Smilax sect. Nemexia is a section of plants in the family Smilacaceae. It consists of the herbaceous plants within the genus Smilax. Smilax species fall into two groups with distinctive morphologies: one group has woody perennial stems with thorns and a vining habit, while the other group has herbaceous stems that die back to the ground each winter. S. sect. Nemexia is the taxon that comprises the herbaceous species. In the past it was often a genus of its own under the name Nemexia and taxonomists still need further study of the species of Smilax to determine its proper rank. However the widely accepted taxonomic system of the Flora of North America does not recognize Nemexia, nor does the AP-site. Thus Nemexia is not currently considered an accepted genus taxon by most plant taxonomists.
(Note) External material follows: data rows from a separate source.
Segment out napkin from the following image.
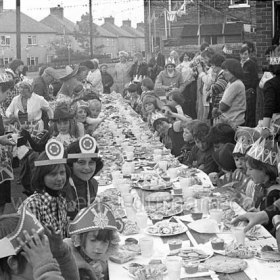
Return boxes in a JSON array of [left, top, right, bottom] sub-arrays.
[[188, 219, 219, 233]]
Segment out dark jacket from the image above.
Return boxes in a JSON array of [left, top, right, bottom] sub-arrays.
[[101, 72, 114, 93]]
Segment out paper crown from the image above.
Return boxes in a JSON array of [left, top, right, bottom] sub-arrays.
[[69, 202, 117, 235], [269, 46, 280, 65], [34, 139, 66, 166], [247, 138, 279, 166], [0, 207, 44, 259], [67, 134, 99, 159]]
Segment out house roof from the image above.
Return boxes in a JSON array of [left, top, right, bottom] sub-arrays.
[[121, 25, 145, 38], [0, 10, 56, 33], [224, 22, 243, 35], [101, 22, 134, 38], [200, 24, 223, 36], [181, 24, 198, 37], [40, 14, 77, 34]]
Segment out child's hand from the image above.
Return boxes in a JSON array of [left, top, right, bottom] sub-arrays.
[[18, 229, 53, 267]]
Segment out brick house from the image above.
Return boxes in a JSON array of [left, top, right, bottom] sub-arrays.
[[0, 9, 56, 69]]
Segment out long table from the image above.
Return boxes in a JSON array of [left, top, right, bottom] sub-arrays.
[[96, 93, 280, 280]]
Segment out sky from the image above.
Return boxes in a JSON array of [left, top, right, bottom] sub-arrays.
[[4, 0, 144, 27]]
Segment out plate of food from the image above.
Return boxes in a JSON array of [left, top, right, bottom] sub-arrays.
[[145, 220, 187, 237], [128, 260, 167, 279], [178, 247, 214, 262]]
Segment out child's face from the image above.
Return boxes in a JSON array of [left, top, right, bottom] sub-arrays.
[[233, 156, 246, 171], [84, 230, 109, 260], [246, 162, 267, 184], [44, 164, 66, 191], [73, 158, 96, 181], [56, 120, 70, 134], [89, 100, 101, 119], [194, 139, 209, 152], [145, 103, 156, 113], [76, 108, 87, 122]]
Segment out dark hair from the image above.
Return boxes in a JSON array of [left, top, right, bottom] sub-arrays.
[[246, 156, 278, 183], [179, 52, 194, 62], [31, 152, 71, 192], [209, 53, 225, 67], [239, 46, 250, 54], [81, 229, 113, 248], [67, 140, 104, 176], [142, 78, 155, 90], [168, 89, 185, 106], [200, 42, 209, 52], [222, 58, 243, 79], [0, 81, 15, 92], [0, 214, 27, 279]]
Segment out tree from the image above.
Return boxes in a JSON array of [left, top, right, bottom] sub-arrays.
[[74, 13, 104, 53]]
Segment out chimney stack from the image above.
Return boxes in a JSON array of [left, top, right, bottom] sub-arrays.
[[104, 16, 115, 24], [50, 5, 64, 19]]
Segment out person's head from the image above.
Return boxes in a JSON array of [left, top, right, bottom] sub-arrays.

The plants in Smilax, are called carrion flowers for their malodorous flowers and those plants included in section Nemexia also have flowers that smell like rotten meat. The herbaceous species have greenish-yellow flowers and bloom in spring, they are fly pollinated.

==Phylogenetic relationships==
Cladistic analysis among several members of the section was carried out in 2005 on several gene sequences, including the plastid trnL-F and rpl16 sequences and the nuclear internal transcribed spacer. The eastern North American species in the morphologically variable S. herbacea complex form a sister group to the western North American S. jamesii. The analysis did not conclusively clarify whether the S. herbacea complex should be recognized as different species. The two East Asian species, S. riparia and S. nipponica, formed two well-defined clades. It is hypothesized that the ancestor of this section evolved in Asia and spread to North America via the Bering Strait land bridge.